Aku mengarah ke Setiabudi. “Belok kiri, dong” katanya ketika kami sampai di pertigaan Gegerkalong. Memang, kalau mau ke Sarijadi harus belok kiri. Tapi aku lempeng aja, terus ke atas. Wina protes aku tak peduli.
“Kita santai sebentar” kataku menghentikan protesnya. Tak ragu-ragu aku belok ke kanan masuk ke hotel.
“GE”.
“Eh… ngaco… kemana nih” protesnya lagi”
“Tenang aja… ” padahal aku sendiri tak tenang, takut ketahuan.
“Saya udah menikah lho” katanya yang entah apa maksudnya. Masa umur 19 sudah menikah, aku meragukannya.
“Engga apa-apa, toh kita engga akan menikah” jawabku sekenanya.
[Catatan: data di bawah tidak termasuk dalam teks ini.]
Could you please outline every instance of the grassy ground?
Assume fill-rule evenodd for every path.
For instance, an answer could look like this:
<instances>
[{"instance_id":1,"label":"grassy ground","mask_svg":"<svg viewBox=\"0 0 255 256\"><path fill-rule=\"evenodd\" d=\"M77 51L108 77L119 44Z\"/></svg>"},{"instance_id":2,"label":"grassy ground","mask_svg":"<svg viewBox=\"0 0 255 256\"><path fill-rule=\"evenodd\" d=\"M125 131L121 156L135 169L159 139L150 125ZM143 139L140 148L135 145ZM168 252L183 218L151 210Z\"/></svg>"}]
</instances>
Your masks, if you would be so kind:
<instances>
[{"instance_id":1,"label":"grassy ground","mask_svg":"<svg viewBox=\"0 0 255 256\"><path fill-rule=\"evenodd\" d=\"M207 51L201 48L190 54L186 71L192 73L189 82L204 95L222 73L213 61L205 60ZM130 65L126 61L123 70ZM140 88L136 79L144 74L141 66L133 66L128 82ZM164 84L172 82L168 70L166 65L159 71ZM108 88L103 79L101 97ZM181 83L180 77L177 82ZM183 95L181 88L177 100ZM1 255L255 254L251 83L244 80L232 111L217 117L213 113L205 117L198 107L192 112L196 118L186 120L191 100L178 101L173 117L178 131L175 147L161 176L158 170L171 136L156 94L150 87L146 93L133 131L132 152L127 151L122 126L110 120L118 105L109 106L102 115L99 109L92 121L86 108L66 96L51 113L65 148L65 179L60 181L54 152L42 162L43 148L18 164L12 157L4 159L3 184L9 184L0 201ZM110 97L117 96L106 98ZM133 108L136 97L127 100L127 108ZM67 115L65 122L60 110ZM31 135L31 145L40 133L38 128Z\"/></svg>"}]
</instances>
Setengah berlari pelayan hotel menuntun mobilku menuju garasi dengan rolling door yang diatasnya tertulis
E-3. Begitu sampai di dalam garasi pelayan segera menutup rolling door. Aman.
Kami duduk di kamar hotel sambil minum coke sementara di depan kami terbentang tempat tidur ukuran dobel
dengan sprei putih bersih. Wina lebih banyak diam. Tak sabaran aku ingin segera bergulingan dengan Wina di atas kasur itu. Semua urusan administrasi sudah kubereskan. Tinggal gimana cara memulainya ?
“Sering bawa cewe ke sini., ya” tanyanya tiba-tiba.
“Ah, engga pernah” jawabku berbohong.
“Bohong, tadi udah hapal, berarti sering”
“Gini… kantorku ‘kan sering nyewa ruang rapat di sini. Kalau Rakor kan biasanya 2 atau 3 hari. Semua peserta rakor nginap di sini” aku mengarang cerita.
Hotel ini entah punya ruang rapat atau tidak.
“Kok ngajak ke sini, emangnya Wina apaan” Bingung juga aku.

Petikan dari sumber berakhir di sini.